43% of cyberattacks target small businesses. If your website is hacked, your customers notice before you do. Discover the 8 warning signs and the action protocol.

serpixel ·
Computer screen showing a website security alert with a broken padlock symbol

Key points

43% of cyberattacks target small businesses: Small businesses are the favourite target of hackers because they rarely update their websites. An outdated plugin can stay open as a door for months.
More than 60% of hacked websites go undetected for 6 months: Modern attacks are discreet: they inject invisible code and change nothing visible. If you do not monitor, you do not find out until Google flags you as dangerous.
A site flagged by Google loses 95% of its traffic: When Google detects malware on your site, it shows a red warning ('this site may harm your computer') that scares away almost every potential visitor.
Astro removes most attack vectors: Static websites have no database, run no PHP and have no vulnerable plugins. It is the difference between an open door and a solid wall.

43% of cyberattacks target small businesses. Most of these companies discover it too late: when a customer warns them, when Google flags them as dangerous or when their emails start landing in the spam folder. By then, the damage is already done.

At serpixel we audit dozens of websites every month and we see the same pattern over and over: small businesses with their site hacked for months, completely unaware. This article walks you through the 8 most common signs and what to do if you spot any of them.
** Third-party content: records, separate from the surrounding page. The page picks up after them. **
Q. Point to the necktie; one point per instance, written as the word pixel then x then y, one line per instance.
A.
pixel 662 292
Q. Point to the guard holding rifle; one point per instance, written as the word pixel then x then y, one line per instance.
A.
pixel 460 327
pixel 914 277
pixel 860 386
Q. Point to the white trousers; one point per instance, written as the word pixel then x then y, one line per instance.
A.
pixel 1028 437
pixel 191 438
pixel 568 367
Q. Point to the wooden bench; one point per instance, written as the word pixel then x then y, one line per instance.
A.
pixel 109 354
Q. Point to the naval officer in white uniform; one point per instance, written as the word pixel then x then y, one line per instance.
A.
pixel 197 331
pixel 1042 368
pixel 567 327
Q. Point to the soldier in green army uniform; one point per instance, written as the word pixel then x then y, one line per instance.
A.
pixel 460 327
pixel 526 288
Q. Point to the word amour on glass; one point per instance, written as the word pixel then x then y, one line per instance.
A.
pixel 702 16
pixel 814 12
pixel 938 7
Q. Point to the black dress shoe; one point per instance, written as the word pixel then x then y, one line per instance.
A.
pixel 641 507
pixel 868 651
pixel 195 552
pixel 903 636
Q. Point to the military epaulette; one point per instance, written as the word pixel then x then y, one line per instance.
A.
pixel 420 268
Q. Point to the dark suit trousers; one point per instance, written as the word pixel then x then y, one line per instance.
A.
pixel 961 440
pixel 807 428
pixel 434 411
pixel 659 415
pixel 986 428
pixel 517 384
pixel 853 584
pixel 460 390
1. Why small businesses are the favourite target of hackers

When you think of a cyberattack, you imagine a hacker going after Google or a bank. The reality is far more practical: hackers go after the easiest websites. And the easiest websites belong to small businesses.

Three reasons:

The software is not maintained. 70% of hacked WordPress sites have outdated plugins. Every month new vulnerabilities are discovered in popular plugins; hackers exploit them before owners patch them.

There is no monitoring. A small business does not have a security team watching the website 24/7. It can run for months with malicious code injected and nobody notices. The average owner only checks their site 2 or 3 times a month.

Passwords are weak. “admin / 123456” is still one of the most common combinations. Hackers try thousands of combinations per minute with automated tools. A 6-character password breaks in less than a minute.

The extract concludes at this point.